Beijing’s lessors cave in to public pressure, adding more flats for leasing as home rents rise
Heated debate leads to finger-pointing at property operators, prompting them to pledge to add 120,000 units in China’s capital city.
Accusations that property operators are a primary cause for Beijing’s runaway rents prompted some of them to pledge to put more affordable units on the market.
Ten of the city’s rental flat operators, including Ziroom, Danke and Izu (the rental brand of 5I5J) will add a total of 120,000 new units – or 5 per cent of Beijing’s total rental flats – to the market and not raise their rents, Beijing’s real estate agency group said earlier this week.
The step comes as Beijing’s average rents have soared about 10 per cent so far this year, sparking uproar and finger-pointing among internet citizens and even within the rental business community itself. Last Friday, the Commission of Housing and Urban-Rural Development called in major rental operators and told them not to charge rents above the going market rate or engage in unscrupulous tactics.

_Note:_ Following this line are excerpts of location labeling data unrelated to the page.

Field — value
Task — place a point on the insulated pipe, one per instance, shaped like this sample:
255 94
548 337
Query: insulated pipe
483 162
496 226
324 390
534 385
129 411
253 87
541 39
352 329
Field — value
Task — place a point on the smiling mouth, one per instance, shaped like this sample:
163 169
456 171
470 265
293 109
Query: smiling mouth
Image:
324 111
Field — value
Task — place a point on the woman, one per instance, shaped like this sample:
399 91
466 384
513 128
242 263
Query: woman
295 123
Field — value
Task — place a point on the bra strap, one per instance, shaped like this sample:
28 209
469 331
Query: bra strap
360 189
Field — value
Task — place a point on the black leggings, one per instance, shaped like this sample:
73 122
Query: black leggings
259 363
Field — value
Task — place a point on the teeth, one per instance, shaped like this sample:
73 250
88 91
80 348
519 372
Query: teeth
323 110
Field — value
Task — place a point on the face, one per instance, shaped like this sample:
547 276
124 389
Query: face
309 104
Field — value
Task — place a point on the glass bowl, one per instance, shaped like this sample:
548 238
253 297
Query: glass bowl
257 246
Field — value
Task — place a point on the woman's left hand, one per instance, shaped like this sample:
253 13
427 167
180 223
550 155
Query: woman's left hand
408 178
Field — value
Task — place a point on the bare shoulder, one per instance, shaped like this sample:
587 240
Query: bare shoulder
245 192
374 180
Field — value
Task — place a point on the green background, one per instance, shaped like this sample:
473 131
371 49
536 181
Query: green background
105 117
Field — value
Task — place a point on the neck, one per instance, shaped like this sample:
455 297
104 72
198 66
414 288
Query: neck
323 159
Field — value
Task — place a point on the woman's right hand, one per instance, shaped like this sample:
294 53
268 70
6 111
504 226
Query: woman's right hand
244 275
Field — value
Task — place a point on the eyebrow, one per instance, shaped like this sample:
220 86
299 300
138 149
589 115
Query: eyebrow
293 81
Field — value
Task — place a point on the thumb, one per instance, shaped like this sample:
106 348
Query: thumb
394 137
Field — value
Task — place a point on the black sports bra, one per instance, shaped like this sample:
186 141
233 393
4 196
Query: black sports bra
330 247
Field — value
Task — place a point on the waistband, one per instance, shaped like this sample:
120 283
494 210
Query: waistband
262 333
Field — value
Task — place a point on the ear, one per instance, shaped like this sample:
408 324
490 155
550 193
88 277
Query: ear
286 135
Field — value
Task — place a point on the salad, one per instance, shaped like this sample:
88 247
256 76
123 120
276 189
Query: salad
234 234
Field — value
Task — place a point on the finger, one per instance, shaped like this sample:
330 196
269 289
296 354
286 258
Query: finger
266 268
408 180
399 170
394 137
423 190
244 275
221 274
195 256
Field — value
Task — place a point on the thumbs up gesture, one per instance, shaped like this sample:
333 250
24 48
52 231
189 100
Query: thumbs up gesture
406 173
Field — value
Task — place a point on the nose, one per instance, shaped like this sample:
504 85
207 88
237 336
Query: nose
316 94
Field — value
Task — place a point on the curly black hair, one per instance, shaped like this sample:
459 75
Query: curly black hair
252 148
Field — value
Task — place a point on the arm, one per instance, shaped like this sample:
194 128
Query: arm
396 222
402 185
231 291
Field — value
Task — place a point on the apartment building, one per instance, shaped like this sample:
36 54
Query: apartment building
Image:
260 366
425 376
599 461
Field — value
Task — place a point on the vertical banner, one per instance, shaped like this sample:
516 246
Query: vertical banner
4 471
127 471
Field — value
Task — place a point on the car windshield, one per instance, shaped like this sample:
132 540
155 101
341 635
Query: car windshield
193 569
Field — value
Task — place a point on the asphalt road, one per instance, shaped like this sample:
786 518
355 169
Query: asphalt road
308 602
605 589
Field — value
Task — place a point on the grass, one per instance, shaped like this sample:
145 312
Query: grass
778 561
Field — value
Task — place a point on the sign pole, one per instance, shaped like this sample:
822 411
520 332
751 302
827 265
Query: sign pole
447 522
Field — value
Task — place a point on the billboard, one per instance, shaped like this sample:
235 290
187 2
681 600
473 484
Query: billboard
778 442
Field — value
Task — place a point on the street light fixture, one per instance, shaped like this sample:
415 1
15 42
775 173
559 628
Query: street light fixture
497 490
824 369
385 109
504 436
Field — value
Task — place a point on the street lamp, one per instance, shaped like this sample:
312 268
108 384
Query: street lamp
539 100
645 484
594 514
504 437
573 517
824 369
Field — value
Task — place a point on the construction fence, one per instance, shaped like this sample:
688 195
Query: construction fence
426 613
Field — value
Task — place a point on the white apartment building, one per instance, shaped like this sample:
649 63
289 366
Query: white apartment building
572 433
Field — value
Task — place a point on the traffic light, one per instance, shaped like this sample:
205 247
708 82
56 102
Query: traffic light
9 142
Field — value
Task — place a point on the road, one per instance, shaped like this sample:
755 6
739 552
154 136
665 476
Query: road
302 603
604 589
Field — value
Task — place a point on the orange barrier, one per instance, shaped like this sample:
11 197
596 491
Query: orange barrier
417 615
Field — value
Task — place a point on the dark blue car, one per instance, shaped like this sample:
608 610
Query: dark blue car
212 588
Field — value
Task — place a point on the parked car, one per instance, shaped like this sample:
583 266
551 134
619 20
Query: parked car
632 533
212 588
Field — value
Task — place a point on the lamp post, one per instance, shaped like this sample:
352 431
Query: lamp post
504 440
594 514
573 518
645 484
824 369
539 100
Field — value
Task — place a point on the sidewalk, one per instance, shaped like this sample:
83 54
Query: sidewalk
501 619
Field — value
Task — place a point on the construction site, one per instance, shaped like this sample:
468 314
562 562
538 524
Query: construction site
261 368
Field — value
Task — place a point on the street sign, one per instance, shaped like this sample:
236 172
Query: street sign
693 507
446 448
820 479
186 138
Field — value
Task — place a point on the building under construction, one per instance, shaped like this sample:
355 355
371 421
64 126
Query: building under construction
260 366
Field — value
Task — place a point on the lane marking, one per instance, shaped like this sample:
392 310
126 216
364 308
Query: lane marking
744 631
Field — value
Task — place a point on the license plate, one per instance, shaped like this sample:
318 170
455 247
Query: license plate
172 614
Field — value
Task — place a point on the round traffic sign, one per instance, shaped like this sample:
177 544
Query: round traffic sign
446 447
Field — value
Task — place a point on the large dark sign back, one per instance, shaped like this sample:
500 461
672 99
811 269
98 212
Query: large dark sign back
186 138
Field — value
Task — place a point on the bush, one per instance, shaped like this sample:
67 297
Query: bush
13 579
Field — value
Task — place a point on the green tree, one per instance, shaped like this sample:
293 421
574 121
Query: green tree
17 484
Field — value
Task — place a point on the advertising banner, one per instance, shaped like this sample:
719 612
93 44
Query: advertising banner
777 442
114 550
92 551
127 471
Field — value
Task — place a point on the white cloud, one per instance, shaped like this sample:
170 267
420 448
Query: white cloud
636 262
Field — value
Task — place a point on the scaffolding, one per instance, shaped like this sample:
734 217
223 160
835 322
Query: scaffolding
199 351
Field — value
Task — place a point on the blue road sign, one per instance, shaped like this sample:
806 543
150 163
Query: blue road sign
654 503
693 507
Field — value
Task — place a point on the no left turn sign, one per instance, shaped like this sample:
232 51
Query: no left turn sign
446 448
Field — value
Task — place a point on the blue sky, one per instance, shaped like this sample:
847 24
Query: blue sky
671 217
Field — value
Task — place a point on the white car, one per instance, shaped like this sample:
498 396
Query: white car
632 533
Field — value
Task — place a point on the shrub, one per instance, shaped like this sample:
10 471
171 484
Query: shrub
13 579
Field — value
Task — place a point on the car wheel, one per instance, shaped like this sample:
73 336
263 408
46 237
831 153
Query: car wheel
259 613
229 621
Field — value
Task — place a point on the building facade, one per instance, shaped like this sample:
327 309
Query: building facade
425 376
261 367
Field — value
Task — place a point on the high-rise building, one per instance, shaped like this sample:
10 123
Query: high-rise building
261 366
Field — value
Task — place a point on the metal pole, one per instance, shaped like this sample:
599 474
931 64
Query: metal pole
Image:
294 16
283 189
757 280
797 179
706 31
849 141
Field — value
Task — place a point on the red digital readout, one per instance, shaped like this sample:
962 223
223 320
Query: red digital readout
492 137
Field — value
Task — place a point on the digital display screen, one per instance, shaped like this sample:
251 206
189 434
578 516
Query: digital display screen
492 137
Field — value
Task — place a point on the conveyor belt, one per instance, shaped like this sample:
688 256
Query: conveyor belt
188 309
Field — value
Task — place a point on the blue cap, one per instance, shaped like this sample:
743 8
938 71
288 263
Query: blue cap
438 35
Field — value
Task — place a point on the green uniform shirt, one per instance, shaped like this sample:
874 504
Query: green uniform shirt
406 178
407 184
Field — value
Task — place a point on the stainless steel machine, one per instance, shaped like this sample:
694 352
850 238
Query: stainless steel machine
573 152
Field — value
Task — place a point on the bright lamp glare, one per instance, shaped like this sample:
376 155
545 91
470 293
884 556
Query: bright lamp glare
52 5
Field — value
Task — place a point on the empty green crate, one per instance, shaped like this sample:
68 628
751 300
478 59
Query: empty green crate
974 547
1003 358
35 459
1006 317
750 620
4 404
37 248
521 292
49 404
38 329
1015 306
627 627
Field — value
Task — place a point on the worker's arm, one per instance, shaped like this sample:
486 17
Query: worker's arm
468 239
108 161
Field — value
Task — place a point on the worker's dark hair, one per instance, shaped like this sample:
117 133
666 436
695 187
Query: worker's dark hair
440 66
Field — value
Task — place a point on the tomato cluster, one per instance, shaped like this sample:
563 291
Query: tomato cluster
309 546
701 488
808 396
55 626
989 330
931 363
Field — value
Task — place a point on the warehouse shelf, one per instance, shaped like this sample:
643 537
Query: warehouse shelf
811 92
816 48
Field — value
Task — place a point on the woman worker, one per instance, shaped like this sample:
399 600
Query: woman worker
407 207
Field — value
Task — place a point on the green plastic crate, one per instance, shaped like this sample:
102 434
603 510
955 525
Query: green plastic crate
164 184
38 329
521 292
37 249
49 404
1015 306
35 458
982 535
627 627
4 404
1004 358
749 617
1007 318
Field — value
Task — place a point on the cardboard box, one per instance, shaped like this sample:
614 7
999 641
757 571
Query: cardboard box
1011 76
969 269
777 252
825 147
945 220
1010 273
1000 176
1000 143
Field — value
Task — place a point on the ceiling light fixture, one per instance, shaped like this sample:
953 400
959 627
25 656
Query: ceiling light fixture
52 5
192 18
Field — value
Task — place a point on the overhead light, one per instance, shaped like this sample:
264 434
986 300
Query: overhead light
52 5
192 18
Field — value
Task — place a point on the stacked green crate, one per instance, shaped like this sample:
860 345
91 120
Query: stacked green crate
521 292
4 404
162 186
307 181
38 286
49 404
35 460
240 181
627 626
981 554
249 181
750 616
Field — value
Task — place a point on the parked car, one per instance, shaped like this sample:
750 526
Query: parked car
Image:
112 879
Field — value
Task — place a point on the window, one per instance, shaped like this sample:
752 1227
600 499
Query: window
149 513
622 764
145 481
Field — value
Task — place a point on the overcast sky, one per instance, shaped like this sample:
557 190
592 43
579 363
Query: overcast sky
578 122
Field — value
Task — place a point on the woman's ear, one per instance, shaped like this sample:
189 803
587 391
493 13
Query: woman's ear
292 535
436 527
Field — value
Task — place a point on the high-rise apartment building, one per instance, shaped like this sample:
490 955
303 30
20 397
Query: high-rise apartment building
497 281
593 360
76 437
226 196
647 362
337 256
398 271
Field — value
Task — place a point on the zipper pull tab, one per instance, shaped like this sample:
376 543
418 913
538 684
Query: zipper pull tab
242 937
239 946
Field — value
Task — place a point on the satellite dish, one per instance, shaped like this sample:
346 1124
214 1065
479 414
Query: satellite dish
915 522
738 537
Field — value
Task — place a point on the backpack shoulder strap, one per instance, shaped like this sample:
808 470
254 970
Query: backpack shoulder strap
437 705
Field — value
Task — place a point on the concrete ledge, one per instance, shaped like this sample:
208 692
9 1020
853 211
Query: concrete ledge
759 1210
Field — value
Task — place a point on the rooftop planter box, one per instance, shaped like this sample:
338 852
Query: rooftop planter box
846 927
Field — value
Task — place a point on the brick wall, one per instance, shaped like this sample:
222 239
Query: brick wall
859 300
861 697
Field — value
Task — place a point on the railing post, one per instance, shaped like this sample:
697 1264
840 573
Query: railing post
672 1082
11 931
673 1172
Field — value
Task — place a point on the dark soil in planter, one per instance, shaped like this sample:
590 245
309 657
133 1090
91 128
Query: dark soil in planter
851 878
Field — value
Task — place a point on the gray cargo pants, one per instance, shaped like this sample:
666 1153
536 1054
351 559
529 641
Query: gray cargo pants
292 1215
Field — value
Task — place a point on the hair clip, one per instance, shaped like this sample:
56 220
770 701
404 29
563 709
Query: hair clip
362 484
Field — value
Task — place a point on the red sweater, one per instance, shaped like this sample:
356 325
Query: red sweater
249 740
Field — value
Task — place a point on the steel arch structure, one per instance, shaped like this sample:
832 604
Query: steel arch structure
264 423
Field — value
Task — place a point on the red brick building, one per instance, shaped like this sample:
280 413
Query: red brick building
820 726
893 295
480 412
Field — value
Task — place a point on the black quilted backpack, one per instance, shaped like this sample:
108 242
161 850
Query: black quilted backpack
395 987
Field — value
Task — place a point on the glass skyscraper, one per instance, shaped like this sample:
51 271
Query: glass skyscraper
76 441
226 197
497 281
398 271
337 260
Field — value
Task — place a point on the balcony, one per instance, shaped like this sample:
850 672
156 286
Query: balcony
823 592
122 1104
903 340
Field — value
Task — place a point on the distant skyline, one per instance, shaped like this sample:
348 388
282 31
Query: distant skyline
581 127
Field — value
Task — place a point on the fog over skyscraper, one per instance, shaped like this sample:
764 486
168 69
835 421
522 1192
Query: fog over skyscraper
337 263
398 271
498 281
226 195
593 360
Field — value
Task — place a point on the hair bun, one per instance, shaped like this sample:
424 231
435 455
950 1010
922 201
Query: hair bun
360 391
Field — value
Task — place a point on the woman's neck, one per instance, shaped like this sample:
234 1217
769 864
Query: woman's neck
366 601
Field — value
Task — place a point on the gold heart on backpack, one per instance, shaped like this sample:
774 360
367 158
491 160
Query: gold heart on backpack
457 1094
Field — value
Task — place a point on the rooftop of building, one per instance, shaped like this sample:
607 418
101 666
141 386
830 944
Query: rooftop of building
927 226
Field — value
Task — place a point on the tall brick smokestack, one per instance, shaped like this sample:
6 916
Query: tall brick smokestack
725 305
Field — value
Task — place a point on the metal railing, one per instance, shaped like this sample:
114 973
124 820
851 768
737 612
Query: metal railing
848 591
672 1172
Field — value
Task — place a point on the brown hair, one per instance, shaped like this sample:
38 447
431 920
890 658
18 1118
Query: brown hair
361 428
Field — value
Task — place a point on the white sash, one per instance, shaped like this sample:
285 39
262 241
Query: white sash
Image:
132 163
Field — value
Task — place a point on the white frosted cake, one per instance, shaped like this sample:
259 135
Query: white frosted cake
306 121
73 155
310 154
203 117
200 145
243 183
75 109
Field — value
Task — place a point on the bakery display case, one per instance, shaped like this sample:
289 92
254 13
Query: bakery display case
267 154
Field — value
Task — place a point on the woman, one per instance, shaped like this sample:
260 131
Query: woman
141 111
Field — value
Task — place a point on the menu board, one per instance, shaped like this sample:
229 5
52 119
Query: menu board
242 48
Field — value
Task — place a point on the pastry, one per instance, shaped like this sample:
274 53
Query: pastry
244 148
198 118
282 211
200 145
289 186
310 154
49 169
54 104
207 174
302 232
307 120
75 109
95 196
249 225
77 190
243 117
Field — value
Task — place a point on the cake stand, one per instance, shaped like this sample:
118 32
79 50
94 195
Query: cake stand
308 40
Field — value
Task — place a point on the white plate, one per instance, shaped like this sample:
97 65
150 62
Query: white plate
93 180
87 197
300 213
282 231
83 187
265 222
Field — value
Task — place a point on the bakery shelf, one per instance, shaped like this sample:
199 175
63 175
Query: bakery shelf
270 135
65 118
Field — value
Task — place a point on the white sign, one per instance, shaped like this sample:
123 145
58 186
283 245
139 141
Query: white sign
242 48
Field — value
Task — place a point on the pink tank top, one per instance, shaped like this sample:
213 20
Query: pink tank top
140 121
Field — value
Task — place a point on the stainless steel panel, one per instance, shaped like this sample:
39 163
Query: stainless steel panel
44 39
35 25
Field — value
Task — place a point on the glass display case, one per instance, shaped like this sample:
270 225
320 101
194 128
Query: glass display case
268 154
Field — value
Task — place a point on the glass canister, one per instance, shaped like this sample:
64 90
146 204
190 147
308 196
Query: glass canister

Renting is the only option for many Beijingers who cannot afford to buy in a city where home prices have shot up 65 per cent since 2016. In one shocker even for Beijing, a tiny shack with no toilet near Tiananmen Square sold for US$384,500 in June.
According to creprice.cn, run by market analyst CityRe Data, Beijing’s average rents in July rose 21.9 per cent over a year ago to 103 yuan (US$15) per square metre. Rents vary across different submarkets, with downtown rents reaching 140 yuan per square metre per month and suburban Tongzhou’s average rent hitting 60.36 yuan per square metre.